Pecos - For years, Pecos has been best known for two things - canteloupe and the rodeo. But it's beginning to gain recognition for something else - oil production.
While most areas of West Texas have enjoyed the benefits of oil production for decades, drilling in Reeves County was never economical. But advances in technology have totally changed all that. Now, with a rig count of 34, Reeves County is one of the hottest exploration spots in the entire state. As a result, the city of Pecos is booming.
It's something business owners have been waiting for for decades. Local restaurant owner Alfred Gomez says, "80's and 90's... Pecos really turned into a ghosttown. Things were really bleak there for a while."
But about a year ago, things started changing. Gomez says business at his restaurant, Alfredo's, has grown around 50 percent over the past year.
"We've really had a lot of new people coming in to town and a lot of new trucking companies coming in to help facilitate the oil and gas industry," says Pecos Mayor Venetta Seals.

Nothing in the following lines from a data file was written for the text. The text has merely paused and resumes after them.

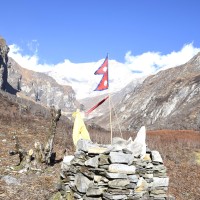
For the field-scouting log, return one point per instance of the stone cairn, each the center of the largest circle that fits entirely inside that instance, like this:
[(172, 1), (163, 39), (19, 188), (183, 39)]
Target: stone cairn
[(123, 170)]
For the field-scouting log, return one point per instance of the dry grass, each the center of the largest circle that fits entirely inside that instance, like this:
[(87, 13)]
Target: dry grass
[(180, 151)]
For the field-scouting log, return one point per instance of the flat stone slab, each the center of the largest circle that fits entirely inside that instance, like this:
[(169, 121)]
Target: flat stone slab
[(122, 168)]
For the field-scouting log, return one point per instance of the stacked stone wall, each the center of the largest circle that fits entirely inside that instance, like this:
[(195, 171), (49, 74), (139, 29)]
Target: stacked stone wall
[(112, 172)]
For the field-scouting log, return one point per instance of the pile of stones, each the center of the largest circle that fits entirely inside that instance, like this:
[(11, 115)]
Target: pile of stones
[(112, 172)]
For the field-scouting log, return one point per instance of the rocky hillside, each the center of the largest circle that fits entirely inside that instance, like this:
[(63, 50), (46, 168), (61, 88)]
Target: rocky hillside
[(167, 100), (36, 86)]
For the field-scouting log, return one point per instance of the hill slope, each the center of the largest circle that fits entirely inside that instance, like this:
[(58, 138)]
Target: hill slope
[(169, 99)]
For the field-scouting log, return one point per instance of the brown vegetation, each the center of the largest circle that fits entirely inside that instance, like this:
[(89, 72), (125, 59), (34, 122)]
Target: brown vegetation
[(179, 150)]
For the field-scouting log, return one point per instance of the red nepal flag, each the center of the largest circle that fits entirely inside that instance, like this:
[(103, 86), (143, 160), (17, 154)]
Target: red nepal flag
[(103, 69)]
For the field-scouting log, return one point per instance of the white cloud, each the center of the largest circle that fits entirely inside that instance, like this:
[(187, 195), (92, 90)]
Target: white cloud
[(151, 62), (81, 75)]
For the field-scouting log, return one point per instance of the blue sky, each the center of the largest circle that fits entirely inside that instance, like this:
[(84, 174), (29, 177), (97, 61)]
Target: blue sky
[(70, 38), (86, 30)]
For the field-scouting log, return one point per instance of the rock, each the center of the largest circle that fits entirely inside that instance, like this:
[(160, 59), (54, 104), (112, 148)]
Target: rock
[(122, 168), (92, 162), (156, 157), (95, 191), (116, 175), (10, 180), (81, 183), (119, 157), (102, 173), (119, 183)]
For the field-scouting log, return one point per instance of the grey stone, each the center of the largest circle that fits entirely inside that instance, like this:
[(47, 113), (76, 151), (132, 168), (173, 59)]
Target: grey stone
[(10, 180), (156, 157), (133, 178), (122, 168), (92, 162), (119, 157), (81, 182), (118, 183), (95, 191), (116, 175), (114, 197), (159, 182)]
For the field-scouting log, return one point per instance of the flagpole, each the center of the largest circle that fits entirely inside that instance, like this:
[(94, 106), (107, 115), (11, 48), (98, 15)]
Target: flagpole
[(110, 113)]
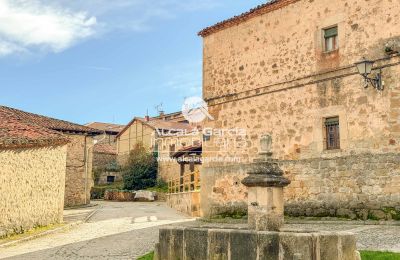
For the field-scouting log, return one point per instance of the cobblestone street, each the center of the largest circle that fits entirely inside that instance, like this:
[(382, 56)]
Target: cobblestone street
[(117, 230), (128, 230)]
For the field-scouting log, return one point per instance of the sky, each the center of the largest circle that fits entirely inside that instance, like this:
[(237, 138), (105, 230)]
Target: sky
[(102, 60)]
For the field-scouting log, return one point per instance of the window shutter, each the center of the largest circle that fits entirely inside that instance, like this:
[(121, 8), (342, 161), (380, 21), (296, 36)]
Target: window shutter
[(330, 32)]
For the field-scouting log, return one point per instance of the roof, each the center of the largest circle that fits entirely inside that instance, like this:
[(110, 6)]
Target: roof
[(259, 10), (193, 149), (50, 123), (16, 133), (161, 124), (105, 148), (112, 129)]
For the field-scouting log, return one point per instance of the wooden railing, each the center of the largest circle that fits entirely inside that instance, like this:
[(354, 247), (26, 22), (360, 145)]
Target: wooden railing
[(189, 181)]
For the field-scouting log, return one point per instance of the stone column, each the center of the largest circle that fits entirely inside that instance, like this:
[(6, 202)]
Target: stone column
[(265, 191), (265, 196)]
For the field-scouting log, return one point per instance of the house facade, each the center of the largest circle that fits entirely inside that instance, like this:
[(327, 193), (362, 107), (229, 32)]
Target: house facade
[(105, 149), (79, 176), (273, 72), (32, 175), (159, 134)]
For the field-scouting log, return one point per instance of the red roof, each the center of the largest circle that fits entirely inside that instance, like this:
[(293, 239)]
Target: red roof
[(259, 10), (50, 123), (107, 127), (195, 149), (15, 133), (160, 124), (105, 148)]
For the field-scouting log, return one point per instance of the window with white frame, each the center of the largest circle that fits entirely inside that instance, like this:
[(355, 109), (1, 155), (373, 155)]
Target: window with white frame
[(331, 39)]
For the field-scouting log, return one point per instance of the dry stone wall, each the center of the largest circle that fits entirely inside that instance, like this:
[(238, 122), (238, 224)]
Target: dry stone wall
[(32, 183), (79, 177)]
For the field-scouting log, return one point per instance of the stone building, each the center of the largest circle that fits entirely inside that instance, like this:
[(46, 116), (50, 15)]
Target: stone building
[(79, 177), (110, 132), (287, 69), (105, 150), (32, 174), (146, 131)]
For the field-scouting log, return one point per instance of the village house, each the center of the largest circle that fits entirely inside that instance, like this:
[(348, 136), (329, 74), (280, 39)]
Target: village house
[(287, 69), (110, 132), (105, 150), (79, 177), (32, 174), (145, 131)]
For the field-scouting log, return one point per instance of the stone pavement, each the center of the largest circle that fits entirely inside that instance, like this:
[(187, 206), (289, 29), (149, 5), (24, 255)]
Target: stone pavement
[(126, 230), (117, 230), (369, 237)]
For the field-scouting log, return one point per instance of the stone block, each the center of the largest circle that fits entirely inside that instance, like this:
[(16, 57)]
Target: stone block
[(171, 243), (296, 246), (144, 195), (219, 244), (268, 245), (329, 246), (196, 244), (243, 245), (348, 245)]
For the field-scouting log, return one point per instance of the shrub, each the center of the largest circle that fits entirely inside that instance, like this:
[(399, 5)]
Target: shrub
[(141, 171)]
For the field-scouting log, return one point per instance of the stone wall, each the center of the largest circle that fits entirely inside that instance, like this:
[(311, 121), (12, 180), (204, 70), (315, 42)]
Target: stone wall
[(358, 186), (201, 243), (137, 133), (102, 177), (270, 75), (32, 183), (101, 160), (79, 177), (186, 202)]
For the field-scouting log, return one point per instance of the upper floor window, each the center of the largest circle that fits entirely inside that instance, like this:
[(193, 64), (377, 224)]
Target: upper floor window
[(331, 39), (332, 133)]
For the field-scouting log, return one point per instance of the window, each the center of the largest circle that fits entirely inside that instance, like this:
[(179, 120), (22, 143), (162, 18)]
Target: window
[(331, 39), (110, 179), (171, 150), (332, 133)]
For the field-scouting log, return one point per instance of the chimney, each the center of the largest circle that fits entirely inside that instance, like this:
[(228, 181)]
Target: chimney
[(162, 115)]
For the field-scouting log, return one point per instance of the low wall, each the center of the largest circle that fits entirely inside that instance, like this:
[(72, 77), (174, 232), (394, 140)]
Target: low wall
[(119, 195), (359, 186), (32, 183), (102, 177), (186, 202), (214, 243)]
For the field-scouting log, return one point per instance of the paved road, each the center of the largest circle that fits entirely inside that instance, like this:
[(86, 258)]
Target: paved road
[(117, 230)]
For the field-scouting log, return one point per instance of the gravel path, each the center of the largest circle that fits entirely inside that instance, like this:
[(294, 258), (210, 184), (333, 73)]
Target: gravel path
[(115, 231)]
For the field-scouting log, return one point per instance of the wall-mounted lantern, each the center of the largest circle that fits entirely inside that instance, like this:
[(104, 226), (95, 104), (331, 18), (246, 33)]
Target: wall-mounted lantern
[(365, 68)]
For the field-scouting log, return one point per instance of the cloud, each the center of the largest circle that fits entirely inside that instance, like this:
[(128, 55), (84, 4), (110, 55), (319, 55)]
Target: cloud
[(30, 25), (184, 78), (136, 15)]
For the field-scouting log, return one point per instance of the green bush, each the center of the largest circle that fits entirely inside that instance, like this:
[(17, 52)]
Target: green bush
[(161, 186), (375, 255), (141, 172), (97, 192)]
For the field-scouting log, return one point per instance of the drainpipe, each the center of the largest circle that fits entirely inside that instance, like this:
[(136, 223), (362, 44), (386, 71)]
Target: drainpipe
[(87, 161)]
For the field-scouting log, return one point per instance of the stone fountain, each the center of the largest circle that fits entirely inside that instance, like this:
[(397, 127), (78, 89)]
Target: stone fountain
[(265, 236)]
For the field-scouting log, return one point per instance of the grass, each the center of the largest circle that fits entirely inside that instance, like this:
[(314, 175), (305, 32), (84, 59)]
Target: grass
[(148, 256), (375, 255)]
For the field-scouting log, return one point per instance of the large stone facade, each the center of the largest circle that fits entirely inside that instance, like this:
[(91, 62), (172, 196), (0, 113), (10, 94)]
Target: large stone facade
[(79, 176), (268, 74), (32, 183)]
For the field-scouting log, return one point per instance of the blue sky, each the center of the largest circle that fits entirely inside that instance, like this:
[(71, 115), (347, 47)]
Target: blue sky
[(101, 60)]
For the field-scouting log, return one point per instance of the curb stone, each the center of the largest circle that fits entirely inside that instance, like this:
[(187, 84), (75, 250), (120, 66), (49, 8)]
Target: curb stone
[(49, 232)]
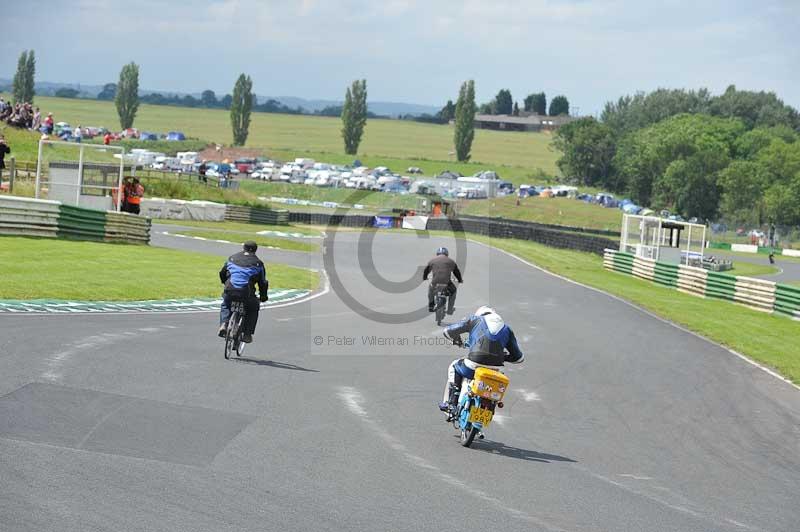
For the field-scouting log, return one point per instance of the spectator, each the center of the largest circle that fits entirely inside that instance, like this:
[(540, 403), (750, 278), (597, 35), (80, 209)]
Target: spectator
[(49, 124), (37, 120), (133, 196), (4, 148)]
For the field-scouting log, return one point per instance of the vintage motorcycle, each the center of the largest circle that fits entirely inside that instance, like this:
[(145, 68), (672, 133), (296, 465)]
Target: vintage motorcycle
[(477, 402)]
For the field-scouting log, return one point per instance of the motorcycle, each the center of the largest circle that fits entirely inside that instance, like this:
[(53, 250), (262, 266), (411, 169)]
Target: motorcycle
[(439, 303), (477, 402)]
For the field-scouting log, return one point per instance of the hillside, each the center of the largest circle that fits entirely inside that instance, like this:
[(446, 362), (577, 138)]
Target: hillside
[(514, 155)]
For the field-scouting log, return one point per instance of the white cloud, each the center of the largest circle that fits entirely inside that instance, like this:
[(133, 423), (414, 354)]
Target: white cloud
[(413, 50)]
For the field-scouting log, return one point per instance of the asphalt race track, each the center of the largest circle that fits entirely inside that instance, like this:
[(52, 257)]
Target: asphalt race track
[(616, 422)]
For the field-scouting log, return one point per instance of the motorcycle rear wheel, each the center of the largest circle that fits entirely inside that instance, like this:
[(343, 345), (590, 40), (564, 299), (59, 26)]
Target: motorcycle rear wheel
[(468, 435)]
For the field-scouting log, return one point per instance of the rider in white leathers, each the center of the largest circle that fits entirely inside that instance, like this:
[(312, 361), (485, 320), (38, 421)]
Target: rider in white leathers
[(491, 344)]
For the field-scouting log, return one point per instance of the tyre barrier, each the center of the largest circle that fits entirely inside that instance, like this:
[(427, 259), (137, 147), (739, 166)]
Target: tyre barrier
[(498, 228), (757, 294), (322, 218), (53, 219), (539, 225), (258, 215)]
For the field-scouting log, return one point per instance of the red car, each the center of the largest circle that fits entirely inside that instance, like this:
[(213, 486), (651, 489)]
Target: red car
[(245, 166)]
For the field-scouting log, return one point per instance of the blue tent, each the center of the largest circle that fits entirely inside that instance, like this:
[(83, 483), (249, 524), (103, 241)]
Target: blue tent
[(631, 208)]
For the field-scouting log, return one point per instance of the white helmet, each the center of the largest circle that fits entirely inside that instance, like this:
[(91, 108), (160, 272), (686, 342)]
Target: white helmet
[(493, 320)]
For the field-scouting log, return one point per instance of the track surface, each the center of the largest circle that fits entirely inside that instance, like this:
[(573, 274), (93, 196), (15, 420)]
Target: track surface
[(137, 423), (789, 270)]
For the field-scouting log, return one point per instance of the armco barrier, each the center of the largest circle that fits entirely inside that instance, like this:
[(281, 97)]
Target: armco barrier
[(125, 227), (259, 215), (757, 294), (554, 227), (85, 224), (523, 231), (323, 218), (787, 300), (29, 217)]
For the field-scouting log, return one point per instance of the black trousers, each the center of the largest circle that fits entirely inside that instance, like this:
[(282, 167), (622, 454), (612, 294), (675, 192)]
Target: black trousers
[(451, 300), (251, 307)]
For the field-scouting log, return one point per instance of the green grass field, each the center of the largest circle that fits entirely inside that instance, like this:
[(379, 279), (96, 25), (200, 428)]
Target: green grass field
[(560, 211), (772, 340), (115, 272), (338, 195), (394, 143), (261, 240)]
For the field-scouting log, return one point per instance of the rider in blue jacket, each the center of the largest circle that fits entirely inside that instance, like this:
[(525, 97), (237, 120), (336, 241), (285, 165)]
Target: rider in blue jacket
[(240, 275), (491, 343)]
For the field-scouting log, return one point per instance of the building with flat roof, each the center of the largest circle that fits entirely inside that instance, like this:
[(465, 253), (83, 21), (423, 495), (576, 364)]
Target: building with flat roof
[(531, 122)]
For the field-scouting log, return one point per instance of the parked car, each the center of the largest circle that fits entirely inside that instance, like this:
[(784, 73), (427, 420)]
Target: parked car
[(505, 187), (486, 174), (447, 174), (245, 166), (60, 127)]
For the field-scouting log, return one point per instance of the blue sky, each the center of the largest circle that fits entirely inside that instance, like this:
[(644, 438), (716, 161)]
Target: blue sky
[(415, 51)]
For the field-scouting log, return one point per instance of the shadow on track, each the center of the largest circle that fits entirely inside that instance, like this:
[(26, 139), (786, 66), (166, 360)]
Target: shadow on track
[(502, 449), (273, 364)]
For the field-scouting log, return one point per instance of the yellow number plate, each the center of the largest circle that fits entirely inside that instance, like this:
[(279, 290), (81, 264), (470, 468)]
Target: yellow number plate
[(480, 415)]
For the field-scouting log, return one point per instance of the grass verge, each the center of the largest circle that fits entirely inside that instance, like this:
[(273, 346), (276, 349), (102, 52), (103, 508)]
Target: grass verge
[(261, 240), (771, 340), (241, 226), (39, 268)]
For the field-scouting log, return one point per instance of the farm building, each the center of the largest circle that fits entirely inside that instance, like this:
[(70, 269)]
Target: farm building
[(531, 122)]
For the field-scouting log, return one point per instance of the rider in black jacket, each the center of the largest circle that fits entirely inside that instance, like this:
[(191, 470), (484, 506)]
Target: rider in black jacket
[(441, 268), (240, 275)]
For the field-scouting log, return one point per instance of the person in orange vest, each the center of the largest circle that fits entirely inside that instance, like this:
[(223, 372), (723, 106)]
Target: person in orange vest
[(134, 195)]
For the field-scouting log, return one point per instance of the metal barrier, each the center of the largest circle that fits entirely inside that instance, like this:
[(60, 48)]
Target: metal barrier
[(259, 215), (757, 294), (28, 217), (523, 231), (52, 219)]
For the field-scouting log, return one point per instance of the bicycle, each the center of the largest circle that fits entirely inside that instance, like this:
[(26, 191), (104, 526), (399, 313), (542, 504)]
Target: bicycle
[(234, 334)]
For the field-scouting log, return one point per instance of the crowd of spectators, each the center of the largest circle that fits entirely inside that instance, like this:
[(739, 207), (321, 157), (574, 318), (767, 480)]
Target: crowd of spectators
[(25, 116)]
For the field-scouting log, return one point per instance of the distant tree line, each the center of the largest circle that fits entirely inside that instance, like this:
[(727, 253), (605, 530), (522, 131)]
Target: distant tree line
[(23, 85), (734, 156), (208, 100)]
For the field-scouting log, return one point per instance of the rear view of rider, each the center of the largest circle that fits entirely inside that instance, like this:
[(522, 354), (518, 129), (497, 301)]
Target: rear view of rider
[(240, 275), (441, 268), (491, 344)]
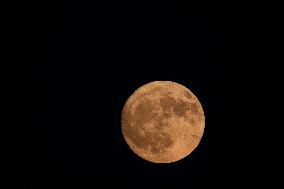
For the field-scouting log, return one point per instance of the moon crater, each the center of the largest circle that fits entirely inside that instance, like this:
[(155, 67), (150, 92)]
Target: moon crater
[(161, 122)]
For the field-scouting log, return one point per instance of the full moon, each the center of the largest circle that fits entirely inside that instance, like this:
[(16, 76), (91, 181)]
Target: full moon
[(162, 122)]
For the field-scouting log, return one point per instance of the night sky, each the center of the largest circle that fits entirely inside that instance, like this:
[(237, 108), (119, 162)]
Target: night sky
[(97, 55)]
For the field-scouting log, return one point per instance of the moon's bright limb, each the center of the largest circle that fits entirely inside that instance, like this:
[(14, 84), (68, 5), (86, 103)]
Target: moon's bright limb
[(162, 122)]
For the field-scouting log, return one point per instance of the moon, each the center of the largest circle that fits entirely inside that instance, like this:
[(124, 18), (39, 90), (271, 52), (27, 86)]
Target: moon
[(162, 122)]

But all this growth hasn't come without growing pains. Seals says, "We weren't totally prepared for this, and I think the areas where we're really experiencing the most growing pains are with our lack of housing."
But that lack of housing has actually helped local motels like the new Comfort Suites.
"There's a lot of opportunity when it comes to oilfield services, so we thought that we could get good business around here," says Hema Patel, Comfort Suites general manager.
And they were right. Just like the other new motels in town, Comfort Suites is booked solid almost every night.
While this is helping the housing shortage, there's one problem that's harder to solve. Seals says, "Because we have not had a lot of revenue base for several decades, we're now playing catch up to replace water and sewer lines and to repair our streets."
But an increase in population means an increase in profits for the city. So as long as drilling activity in Reeves County continues, the future will look bright for Pecos. Seals adds, "It's a wonderful feeling for the community because we do have more revenue base coming in, and we see a future in getting things repaired and replaced that have needed repairing and replacing for a long time. And now, we see the opportunity to start in on that."
Mayor Seals doesn't know how much the population has grown over the past year. But she says that back in 2009, the city sold 30,000 gallons of water. In 2010, that number more than doubled. And by the end of this year, they expect to sell 100,000 gallons.
So it's no question, Pecos is growing fast.